In [None]:
import pandas as pd
from collections import Counter

# Read the CSV file
file_path = './target/mapped.csv'
df = pd.read_csv(file_path)

# Combine the "issue" and "solution" columns
issues = df['issue'].dropna().str.lower().str.strip().str.split(',').explode()
solutions = df['solution'].dropna().str.lower().str.strip().str.split(',').explode()

# Count the frequency of each piece of string
issue_counts = Counter(issues.str.strip())
solution_counts = Counter(solutions.str.strip())

# Frequency

In [None]:
issues_tax = pd.read_csv('./issue_theme_summary.csv')
issue_sub_counts = Counter()
issue_theme_counts = Counter()
for issue, count in issue_counts.items():
    issue_mapping = issues_tax[issues_tax["Code"].str.strip().str.lower() == issue.lower()]
    sub_theme = issue_mapping["Sub"].values.tolist()
    if not sub_theme:
        print(f">> Unknown issue: {issue}")
    else:
        issue_sub_counts[sub_theme[0]] += count
        issue_theme_counts[issue_mapping["Theme"].str.strip().values.tolist()[0]] += count

print("\nIssue Sub-Theme Frequencies:")
for category, count in issue_sub_counts.most_common():
    print(f"{category}: {count}")

print("\nIssue Theme Frequencies:")
for category, count in issue_theme_counts.most_common():
    print(f"{category}: {count}")

In [None]:
solution_tax = pd.read_csv('./solution_theme_summary.csv')
solution_sub_counts = Counter()
solution_theme_counts = Counter()
for solution, count in solution_counts.items():
    solution_mapping = solution_tax[solution_tax["Code"].str.strip().str.lower() == solution.lower()]
    sub_theme = solution_mapping["Sub"].values.tolist()
    if not sub_theme:
        print(f">> Unknown solution: {solution}")
    else:
        solution_sub_counts[sub_theme[0]] += count
        solution_theme_counts[solution_mapping["Theme"].str.strip().values.tolist()[0]] += count

print("\nsolution Sub-Theme Frequencies:")
for category, count in solution_sub_counts.most_common():
    print(f"{category}: {count}")

print("\nsolution Theme Frequencies:")
for category, count in solution_theme_counts.most_common():
    print(f"{category}: {count}")


# Coverage

In [None]:
issues_tax = pd.read_csv('./issue_theme_summary.csv')

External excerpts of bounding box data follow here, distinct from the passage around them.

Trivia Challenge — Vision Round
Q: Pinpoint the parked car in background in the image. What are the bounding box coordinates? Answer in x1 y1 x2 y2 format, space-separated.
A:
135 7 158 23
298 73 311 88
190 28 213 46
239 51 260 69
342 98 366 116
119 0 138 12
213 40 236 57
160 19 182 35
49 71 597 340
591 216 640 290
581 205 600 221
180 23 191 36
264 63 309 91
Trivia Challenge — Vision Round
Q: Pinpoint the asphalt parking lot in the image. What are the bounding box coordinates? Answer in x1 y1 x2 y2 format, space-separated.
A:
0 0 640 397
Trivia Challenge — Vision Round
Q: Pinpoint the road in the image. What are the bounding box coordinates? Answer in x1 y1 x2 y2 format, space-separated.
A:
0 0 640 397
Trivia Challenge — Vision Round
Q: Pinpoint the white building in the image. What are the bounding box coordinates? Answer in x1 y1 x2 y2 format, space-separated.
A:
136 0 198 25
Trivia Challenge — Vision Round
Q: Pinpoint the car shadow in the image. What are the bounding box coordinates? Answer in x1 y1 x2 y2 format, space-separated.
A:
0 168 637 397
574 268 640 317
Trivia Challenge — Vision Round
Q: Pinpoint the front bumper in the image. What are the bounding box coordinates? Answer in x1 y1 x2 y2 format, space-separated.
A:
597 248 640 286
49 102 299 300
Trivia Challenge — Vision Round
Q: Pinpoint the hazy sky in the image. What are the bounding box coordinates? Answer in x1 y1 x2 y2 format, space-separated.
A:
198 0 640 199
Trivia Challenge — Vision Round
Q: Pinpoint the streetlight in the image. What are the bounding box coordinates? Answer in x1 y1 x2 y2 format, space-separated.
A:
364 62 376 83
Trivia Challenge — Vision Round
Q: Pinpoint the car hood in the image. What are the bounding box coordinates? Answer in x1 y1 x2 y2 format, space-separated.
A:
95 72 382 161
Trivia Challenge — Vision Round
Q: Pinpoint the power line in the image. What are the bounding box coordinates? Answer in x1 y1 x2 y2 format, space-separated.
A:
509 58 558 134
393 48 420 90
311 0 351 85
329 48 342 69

# Create mappings for efficient lookup
issue_to_sub = pd.Series(
    issues_tax.Sub.values,
    index=issues_tax.Code.str.strip().str.lower()
).to_dict()
issue_to_theme = pd.Series(
    issues_tax.Theme.str.strip().values,
    index=issues_tax.Code.str.strip().str.lower()
).to_dict()

# Initialize counters for coverage
sub_theme_coverage = Counter()
theme_coverage = Counter()

# Filter dataframe and get total document count
docs_with_issues = df.dropna(subset=['issue'])
total_docs = 753

# Iterate over each document to calculate coverage
for _, row in docs_with_issues.iterrows():
    issues_in_doc = [issue.strip().lower() for issue in row['issue'].split(',') if issue.strip()]

    # Find unique sub-themes and themes in the current document
    doc_sub_themes = set()
    doc_themes = set()

    for code in issues_in_doc:
        sub = issue_to_sub.get(code)
        theme = issue_to_theme.get(code)
        if sub:
            doc_sub_themes.add(sub)
        if theme:
            doc_themes.add(theme)

    # Increment coverage count for each unique theme found
    for sub in doc_sub_themes:
        sub_theme_coverage[sub] += 1
    for theme in doc_themes:
        theme_coverage[theme] += 1

print(f"\nTotal documents with issues: {total_docs}")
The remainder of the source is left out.